What would be the consequences of this fresh change of position? Would not the icebergs now float away from the island, with which they were no longer connected?
All were oppressed with a presentiment of some new misfortune, and understood only too well what Kellet meant when he exclaimed-
"This evening we shall have lost our screw!'"
By this Kellet meant that the icebergs, being before instead of behind the island, would soon leave it, and as it was they which imparted to it its rapid motion, in consequence of their very great draught of water-their volume being six or seven feet below the sea level for every one above-they would now go on without it, impelled by the submarine current, whilst Victoria Island, not deep enough in the water to come under the influence of the current, would be left floating helplessly on the waves.

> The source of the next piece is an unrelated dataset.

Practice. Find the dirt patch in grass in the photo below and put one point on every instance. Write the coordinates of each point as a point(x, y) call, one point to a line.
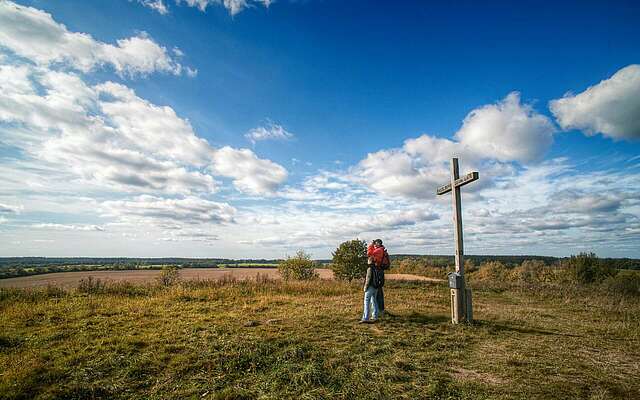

Yes! Kellet was right; the island would then be like a vessel with disabled masts and a broken screw.
No one answered the soldier's remark, and a quarter of an hour had not elapsed before a loud cracking sound was heard. The summits of the icebergs trembled, large masses broke away, and the icebergs, irresistibly drawn along by the submarine current, drifted rapidly to the south.
CHAPTER XXI.
THE ISLAND BECOMES AN ISLET.
Three hours later the last relics of the ice-wall had disappeared, proving that the island now remained stationary, and that all the force of the current was deep down below the waves, not on the surface of the sea.